Currently I have finished implementation of structure skeleton frame work based on MPI (specifically using openmpi 6.3). the frame work is supposed to be used on single machine.
now, I am comparing it with other previous skeleton implementations (such as scandium, fast-flow, ..)
One thing I have noticed is that the performance of my implementation is not as good as the other implementations.
I think this is because, my implementation is based on MPI (thus a two sided communication that require the match of send and receive operation)
while the other implementations I am comparing with are based on shared memory. (... but still I have no good explanation to reason out that, and it is part of my question)
There are some big difference on completion time of the two categories.
Today I am also introduced to configuration of open-mpi for shared memory here => openmpi-sm
and there come comes my question.
1st what does it means to configure MPI for shared memory? I mean while MPI processes live in their own virtual memory; what really is the flag like in the following command do?
(I thought in MPI every communication is by explicitly passing a message, no memory is shared between processes).
shell$ mpirun --mca btl self,sm,tcp -np 16 ./a.out
2nd why is the performance of MPI is so much worse with compared to other skeleton implementation developed for shared memory? At least I am also running it on one single multi-core machine.
(I suppose it is because other implementation used thread parallel programming, but I have no convincing explanation for that).
any suggestion or further discussion is very welcome.
Please let me know if I have to further clarify my question.
thank you for your time!
Open MPI is very modular. It has its own component model called Modular Component Architecture (MCA). This is where the name of the --mca parameter comes from - it is used to provide runtime values to MCA parameters, exported by the different components in the MCA.
Whenever two processes in a given communicator want to talk to each other, MCA finds suitable components, that are able to transmit messages from one process to the other. If both processes reside on the same node, Open MPI usually picks the shared memory BTL component, known as sm. If both processes reside on different nodes, Open MPI walks the available network interfaces and choses the fastest one that can connect to the other node. It puts some preferences on fast networks like InfiniBand (via the openib BTL component), but if your cluster doesn't have InfiniBand, TCP/IP is used as a fallback if the tcp BTL component is in the list of allowed BTLs.

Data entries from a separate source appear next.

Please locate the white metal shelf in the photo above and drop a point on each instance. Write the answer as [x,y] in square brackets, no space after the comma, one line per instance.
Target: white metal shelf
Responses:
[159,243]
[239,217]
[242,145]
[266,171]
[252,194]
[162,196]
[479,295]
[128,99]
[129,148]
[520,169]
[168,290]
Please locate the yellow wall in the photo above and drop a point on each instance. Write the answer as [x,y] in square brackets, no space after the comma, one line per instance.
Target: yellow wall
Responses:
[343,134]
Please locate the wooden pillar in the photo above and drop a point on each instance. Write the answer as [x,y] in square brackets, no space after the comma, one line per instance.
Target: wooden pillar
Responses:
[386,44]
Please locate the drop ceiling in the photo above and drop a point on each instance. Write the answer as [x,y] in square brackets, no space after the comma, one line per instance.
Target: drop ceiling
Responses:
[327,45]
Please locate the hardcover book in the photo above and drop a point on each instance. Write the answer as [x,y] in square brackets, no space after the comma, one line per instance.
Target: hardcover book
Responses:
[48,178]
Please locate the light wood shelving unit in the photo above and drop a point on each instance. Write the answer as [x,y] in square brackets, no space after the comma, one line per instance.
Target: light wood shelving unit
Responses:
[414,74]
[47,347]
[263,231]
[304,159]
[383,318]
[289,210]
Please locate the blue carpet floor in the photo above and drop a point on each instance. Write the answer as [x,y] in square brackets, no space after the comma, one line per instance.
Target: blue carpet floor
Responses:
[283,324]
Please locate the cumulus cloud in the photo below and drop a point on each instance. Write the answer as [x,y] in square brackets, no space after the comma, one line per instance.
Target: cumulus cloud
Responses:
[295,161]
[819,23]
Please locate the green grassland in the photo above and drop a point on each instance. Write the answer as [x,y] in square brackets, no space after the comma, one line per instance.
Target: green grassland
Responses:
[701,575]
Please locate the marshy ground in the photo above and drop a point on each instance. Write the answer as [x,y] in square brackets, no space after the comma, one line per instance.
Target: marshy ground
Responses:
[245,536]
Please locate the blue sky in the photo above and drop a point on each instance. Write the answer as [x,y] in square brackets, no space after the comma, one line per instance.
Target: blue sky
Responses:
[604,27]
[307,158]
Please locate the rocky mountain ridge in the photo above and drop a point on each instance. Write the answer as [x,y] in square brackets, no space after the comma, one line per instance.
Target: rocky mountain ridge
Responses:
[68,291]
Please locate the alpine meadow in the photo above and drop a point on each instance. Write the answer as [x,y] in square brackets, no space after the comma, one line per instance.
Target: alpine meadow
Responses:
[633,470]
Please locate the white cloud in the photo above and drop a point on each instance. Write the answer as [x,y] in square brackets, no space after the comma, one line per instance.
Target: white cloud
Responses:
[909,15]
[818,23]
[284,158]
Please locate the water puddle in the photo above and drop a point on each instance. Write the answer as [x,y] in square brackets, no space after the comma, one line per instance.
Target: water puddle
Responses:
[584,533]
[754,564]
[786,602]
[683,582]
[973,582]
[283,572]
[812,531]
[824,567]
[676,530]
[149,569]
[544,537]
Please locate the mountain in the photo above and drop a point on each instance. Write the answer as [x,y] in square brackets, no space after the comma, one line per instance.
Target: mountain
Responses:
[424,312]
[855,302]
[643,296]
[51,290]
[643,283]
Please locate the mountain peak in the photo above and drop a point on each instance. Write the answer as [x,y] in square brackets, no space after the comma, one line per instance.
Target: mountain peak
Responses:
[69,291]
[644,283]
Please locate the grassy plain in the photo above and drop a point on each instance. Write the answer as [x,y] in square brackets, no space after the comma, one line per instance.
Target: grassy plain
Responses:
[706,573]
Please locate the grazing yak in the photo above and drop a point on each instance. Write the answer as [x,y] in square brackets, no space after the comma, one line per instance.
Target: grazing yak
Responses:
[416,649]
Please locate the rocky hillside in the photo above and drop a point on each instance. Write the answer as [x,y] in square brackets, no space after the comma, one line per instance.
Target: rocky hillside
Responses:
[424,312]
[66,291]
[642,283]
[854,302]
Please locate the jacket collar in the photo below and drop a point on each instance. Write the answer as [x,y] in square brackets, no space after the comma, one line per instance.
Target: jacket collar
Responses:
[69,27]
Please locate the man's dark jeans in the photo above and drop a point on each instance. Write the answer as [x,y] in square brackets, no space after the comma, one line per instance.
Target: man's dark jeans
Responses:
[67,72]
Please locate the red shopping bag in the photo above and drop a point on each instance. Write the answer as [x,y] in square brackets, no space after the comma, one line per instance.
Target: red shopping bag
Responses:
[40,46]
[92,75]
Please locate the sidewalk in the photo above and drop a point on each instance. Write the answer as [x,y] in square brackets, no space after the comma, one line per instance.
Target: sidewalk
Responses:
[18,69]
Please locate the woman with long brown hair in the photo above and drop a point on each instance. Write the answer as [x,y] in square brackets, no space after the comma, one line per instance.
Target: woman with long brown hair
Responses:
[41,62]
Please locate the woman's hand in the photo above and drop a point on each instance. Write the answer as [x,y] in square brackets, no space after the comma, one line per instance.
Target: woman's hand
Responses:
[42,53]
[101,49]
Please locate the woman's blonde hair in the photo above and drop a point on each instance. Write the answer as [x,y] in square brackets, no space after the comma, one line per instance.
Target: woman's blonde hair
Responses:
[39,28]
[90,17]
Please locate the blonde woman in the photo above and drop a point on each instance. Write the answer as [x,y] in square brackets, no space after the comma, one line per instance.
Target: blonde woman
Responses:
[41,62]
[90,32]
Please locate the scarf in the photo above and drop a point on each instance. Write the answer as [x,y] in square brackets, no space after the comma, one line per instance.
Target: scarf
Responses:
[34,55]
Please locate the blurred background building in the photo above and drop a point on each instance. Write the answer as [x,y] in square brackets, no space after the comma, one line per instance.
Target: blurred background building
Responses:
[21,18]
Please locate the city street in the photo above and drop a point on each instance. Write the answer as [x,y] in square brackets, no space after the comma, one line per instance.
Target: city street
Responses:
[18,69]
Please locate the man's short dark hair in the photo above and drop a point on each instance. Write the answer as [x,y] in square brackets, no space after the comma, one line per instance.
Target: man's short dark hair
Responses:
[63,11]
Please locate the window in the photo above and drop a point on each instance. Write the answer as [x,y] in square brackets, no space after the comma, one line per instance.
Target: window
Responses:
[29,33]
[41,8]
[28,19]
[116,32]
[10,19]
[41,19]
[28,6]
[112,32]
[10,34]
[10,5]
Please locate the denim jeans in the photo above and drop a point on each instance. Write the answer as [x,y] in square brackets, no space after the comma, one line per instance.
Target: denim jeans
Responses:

By default you do not need to do anything special in order to enable shared memory communication. Just launch your program with mpiexec -np 16 ./a.out. What you have linked to is the shared memory part of the Open MPI FAQ which gives hints on what parameters of the sm BTL could be tweaked in order to get better performance. My experience with Open MPI shows that the default parameters are nearly optimal and work very well, even on exotic hardware like multilevel NUMA systems. Note that the default shared memory communication implementation copies the data twice - once from the send buffer to shared memory and once from shared memory to the receive buffer. A shortcut exists in the form of the KNEM kernel device, but you have to download it and compile it separately as it is not part of the standard Linux kernel. With KNEM support, Open MPI is able to perform "zero-copy" transfers between processes on the same node - the copy is done by the kernel device and it is a direct copy from the memory of the first process to the memory of the second process. This dramatically improves the transfer of large messages between processes that reside on the same node.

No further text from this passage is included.